- Born: Winnipeg, Canada
- Education: University of Manitoba; Princeton University;
- Known for: spheromak, plasma jets, magnetic reconnection
- Scientific career
- Fields: Plasma Physics
- Workplaces: California Institute of Technology
- Doctoral advisor: Miklos Porkolab

= Paul M. Bellan =

Canadian-American plasma physicist

Paul Murray Bellan is a Canadian-American physicist. He is a professor of Applied Physics at Caltech, working in experimental plasma physics, magnetohydrodynamics, and laboratory astrophysics. He is the author of the textbook Fundamentals of Plasma Physics.
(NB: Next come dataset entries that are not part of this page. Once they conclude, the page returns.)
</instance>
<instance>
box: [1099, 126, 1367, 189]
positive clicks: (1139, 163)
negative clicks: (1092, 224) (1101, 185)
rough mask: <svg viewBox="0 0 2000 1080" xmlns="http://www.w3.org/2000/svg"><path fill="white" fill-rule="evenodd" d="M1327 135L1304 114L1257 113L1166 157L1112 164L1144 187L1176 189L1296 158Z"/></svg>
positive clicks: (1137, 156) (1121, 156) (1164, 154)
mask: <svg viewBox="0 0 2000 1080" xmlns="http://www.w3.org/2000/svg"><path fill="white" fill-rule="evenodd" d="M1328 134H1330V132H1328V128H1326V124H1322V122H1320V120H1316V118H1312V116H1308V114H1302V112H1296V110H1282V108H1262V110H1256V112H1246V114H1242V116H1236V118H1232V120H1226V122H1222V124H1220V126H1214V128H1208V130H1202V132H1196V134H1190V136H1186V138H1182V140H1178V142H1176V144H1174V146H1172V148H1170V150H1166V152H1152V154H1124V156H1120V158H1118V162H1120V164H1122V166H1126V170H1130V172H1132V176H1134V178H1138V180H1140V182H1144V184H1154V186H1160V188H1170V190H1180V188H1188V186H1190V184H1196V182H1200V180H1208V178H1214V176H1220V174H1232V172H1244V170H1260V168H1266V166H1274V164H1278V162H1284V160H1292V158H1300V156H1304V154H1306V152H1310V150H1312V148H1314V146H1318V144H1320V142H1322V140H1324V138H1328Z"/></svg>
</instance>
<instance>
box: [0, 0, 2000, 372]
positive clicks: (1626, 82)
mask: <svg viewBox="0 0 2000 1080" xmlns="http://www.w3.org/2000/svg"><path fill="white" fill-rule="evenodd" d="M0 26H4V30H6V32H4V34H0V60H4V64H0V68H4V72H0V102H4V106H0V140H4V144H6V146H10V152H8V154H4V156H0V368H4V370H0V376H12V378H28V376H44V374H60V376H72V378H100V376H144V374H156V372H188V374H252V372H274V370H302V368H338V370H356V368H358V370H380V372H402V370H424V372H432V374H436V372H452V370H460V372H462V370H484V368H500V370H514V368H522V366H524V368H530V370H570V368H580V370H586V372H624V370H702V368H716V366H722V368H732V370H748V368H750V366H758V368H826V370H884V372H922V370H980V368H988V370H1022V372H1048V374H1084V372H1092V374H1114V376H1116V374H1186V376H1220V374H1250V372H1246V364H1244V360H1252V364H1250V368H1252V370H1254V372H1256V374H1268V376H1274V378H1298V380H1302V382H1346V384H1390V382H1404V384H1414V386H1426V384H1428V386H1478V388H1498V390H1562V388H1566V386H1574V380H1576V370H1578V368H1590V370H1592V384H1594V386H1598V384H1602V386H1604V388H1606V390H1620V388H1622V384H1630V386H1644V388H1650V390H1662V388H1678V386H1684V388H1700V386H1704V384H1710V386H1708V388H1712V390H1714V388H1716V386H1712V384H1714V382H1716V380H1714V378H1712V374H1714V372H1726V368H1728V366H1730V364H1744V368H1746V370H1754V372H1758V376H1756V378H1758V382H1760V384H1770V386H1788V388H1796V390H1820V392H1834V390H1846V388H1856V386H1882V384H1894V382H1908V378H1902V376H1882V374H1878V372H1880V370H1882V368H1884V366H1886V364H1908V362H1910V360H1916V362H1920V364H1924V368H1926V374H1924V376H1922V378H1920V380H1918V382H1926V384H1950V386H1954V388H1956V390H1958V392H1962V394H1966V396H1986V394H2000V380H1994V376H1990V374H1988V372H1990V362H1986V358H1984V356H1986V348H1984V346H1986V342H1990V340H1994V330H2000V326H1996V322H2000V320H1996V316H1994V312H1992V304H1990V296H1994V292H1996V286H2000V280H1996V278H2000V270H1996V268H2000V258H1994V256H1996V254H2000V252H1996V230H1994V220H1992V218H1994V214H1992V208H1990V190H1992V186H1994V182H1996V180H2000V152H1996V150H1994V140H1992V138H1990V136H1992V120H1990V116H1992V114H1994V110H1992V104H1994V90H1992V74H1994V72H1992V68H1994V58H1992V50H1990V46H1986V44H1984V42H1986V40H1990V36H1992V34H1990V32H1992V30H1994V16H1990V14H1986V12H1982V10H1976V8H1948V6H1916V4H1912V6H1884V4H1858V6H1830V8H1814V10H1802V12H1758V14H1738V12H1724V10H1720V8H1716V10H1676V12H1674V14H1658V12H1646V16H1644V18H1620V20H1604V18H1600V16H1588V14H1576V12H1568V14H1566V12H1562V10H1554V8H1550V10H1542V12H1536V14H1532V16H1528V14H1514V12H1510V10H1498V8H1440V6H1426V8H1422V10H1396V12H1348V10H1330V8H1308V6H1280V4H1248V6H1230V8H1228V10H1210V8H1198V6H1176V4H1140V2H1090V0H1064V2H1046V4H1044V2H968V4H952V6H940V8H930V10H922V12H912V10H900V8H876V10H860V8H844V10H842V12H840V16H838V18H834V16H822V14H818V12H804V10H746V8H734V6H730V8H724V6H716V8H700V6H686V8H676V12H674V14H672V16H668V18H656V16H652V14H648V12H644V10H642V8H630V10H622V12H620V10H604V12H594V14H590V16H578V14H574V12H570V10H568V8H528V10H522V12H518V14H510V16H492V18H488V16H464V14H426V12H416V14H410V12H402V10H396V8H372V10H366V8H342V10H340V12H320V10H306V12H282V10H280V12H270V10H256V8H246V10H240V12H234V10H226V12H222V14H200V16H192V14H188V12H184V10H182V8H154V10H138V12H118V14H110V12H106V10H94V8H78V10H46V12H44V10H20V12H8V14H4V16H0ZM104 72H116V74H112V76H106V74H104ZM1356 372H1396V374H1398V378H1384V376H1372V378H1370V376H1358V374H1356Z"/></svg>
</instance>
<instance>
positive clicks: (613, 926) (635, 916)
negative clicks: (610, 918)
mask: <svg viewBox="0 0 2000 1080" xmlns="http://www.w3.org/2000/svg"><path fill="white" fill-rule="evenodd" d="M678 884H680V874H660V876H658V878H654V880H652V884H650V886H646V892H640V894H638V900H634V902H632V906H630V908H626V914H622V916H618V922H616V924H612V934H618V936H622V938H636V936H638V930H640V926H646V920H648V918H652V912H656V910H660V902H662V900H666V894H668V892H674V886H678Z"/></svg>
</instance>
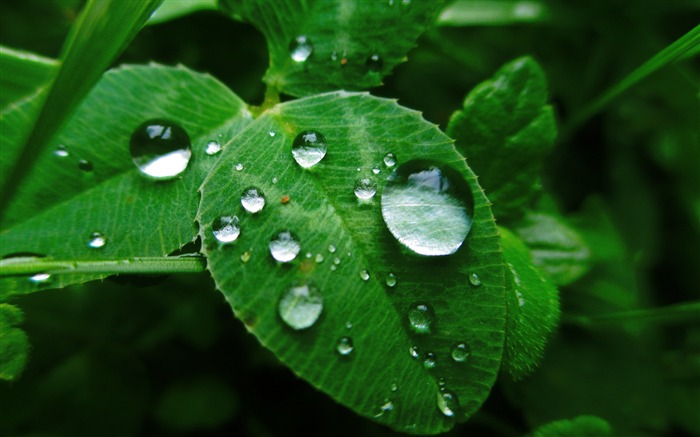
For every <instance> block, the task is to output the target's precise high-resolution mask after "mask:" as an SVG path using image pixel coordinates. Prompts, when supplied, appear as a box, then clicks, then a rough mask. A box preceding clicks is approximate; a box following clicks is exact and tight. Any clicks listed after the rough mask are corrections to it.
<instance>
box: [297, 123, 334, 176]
mask: <svg viewBox="0 0 700 437" xmlns="http://www.w3.org/2000/svg"><path fill="white" fill-rule="evenodd" d="M327 149H328V146H327V144H326V138H325V137H324V136H323V134H321V133H320V132H316V131H303V132H301V133H300V134H299V135H297V136H296V138H294V142H293V143H292V156H293V157H294V160H295V161H296V162H297V164H299V165H300V166H302V167H304V168H309V167H312V166H314V165H316V164H318V163H319V162H320V161H321V160H322V159H323V157H324V156H326V150H327Z"/></svg>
== Early life and education ==
Paul Bellan grew up in Winnipeg, Canada. He earned a Bachelor of Science with honors in 1970 from the University of Manitoba. He went on to pursue his graduate studies in plasma physics at Princeton University, where he married fellow physicist Josette Bellan. He earned his Master of Arts in 1972 and his Ph.D. in 1976. His doctoral research, under the guidance of Miklos Porkolab, focused on the generation and behavior of lower hybrid waves generated by periodic antennae.

== Career ==
Prof. Bellan has served as faculty of the department of Applied Physics and Materials Science at Caltech since 1977, initially working closely with physicist Roy W. Gould. He has mentored over 30 graduate students, and has taught an introductory course on plasma physics, based on which he authored the textbook Fundamentals of Plasma Physics.

Bellan’s research focuses on plasma physics through laboratory experiments, analytical models, and numerical simulations. He has contributed to plasma self-organization through Taylor state relaxation, especially in Spheromak formation, pioneering experimental work on Spheromak injection for noninductive Tokamak ramp-up. He has authored two graduate-level books on Spheromaks and Magnetic helicity. He has also contributed to plasma laboratory astrophysics, performing experiments that model astrophysical jets, generation of nanoflares by solar coronal loops, and dusty plasma phenomena in noctilucent clouds and protoplanetary disks.

Bellan was elected a Fellow of the American Physical Society (APS) in 1991, and was awarded the Writing Award from the American Astronomical Society in 2001 for his article on solar prominences.